Re: [RFC 00/12] io_uring zerocopy send

From: Pavel Begunkov
Date: Thu Dec 02 2021 - 11:26:19 EST


On 12/2/21 00:36, Willem de Bruijn wrote:
1) we pass a bvec, so no page table walks.
2) zerocopy_sg_from_iter() is just slow, adding a bvec optimised version
still doing page get/put (see 4/12) slashed 4-5%.
3) avoiding get_page/put_page in 5/12
4) completion events are posted into io_uring's CQ, so no
extra recvmsg for getting events
5) no poll(2) in the code because of io_uring
6) lot of time is spent in sock_omalloc()/free allocating ubuf_info.
io_uring caches the structures reducing it to nearly zero-overhead.

Nice set of complementary optimizations.

We have looked at adding some of those as independent additions to
msg_zerocopy before, such as long-term pinned regions. One issue with
that is that the pages must remain until the request completes,
regardless of whether the calling process is alive. So it cannot rely
on a pinned range held by a process only.

If feasible, it would be preferable if the optimizations can be added
to msg_zerocopy directly, rather than adding a dependency on io_uring
to make use of them. But not sure how feasible that is. For some, like
4 and 5, the answer is clearly it isn't. 6, it probably is?

Forgot about 6), io_uring uses the fact that submissions are
done under an per ring mutex, and completions are under a per
ring spinlock, so there are two lists for them and no extra
locking. Lists are spliced in a batched manner, so it's
1 spinlock per N (e.g. 32) cached ubuf_info's allocations.

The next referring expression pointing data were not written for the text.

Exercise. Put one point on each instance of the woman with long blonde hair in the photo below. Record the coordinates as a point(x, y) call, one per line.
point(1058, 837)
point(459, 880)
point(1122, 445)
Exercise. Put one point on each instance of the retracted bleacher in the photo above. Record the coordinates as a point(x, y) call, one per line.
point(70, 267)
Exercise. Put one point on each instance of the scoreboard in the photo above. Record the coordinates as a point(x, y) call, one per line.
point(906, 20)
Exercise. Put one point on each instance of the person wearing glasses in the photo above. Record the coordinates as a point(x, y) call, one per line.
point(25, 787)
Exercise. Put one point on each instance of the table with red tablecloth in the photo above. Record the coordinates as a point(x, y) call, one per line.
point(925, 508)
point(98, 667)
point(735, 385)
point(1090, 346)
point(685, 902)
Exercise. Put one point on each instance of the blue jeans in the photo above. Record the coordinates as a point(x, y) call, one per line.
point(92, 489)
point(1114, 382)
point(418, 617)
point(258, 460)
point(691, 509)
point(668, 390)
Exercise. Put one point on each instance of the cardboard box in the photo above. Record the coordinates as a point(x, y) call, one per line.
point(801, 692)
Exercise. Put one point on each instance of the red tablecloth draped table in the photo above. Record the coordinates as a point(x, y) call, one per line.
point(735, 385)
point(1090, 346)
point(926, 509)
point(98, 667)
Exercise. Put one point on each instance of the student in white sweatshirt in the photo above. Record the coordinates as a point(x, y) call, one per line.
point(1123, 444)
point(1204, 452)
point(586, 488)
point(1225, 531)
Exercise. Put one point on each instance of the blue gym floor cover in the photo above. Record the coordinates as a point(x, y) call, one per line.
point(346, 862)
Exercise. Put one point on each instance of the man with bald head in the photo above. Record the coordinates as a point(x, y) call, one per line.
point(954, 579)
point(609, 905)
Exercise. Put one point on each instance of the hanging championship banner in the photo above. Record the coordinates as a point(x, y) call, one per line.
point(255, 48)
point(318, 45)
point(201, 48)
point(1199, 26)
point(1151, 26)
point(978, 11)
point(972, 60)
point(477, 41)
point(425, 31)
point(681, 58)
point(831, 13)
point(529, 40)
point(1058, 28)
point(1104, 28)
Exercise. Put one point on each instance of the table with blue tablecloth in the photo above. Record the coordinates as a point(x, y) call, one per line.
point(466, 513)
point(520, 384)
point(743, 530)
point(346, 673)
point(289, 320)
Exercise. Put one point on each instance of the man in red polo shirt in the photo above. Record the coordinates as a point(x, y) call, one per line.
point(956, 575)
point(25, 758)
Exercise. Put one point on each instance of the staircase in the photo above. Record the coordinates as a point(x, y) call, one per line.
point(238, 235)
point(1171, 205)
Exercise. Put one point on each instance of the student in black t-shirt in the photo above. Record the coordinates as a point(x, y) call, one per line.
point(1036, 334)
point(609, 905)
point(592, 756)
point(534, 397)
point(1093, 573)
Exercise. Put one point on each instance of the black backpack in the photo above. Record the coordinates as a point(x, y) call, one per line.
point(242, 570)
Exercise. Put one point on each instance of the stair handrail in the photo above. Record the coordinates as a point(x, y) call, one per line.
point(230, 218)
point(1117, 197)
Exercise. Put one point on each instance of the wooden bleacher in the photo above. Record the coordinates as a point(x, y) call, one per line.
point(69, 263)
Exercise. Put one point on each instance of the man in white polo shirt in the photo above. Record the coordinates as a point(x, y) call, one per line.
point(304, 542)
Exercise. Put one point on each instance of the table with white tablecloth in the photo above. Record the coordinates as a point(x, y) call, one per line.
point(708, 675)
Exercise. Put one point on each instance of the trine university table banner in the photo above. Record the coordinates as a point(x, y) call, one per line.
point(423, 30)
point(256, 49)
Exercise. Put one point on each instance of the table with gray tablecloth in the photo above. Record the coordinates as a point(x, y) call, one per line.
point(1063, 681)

Any similar guarantees for sockets?

For datagrams it might matter, not sure if it would show up in a
profile. The current notification mechanism is quite a bit more
heavyweight than any form of fixed ubuf pool.

Just to give an idea what I'm seeing in profiles: while testing

3 | io_uring (@flush=false, nr_reqs=1) | 96534 | 2.03

I found that removing one extra smb_mb() per request in io_uring
gave around +0.65% of t-put (quick testing). In profiles the
function where it was dropped from 0.93% to 0.09%.

From what I see, alloc+free takes 6-10% for 64KB UDP, it may be
great to have something for MSG_ZEROCOPY, but if that adds
additional locking/atomics, honestly I'd prefer to keep it separate
from io_uring's caching.

I also hope we can optimise generic paths at some point, and the
faster it gets the more such additional locking will hurt, pretty
much how it was with the block layer.

For TCP this matters less, as multiple sends are not needed and
completions are coalesced, because in order.


--
Pavel Begunkov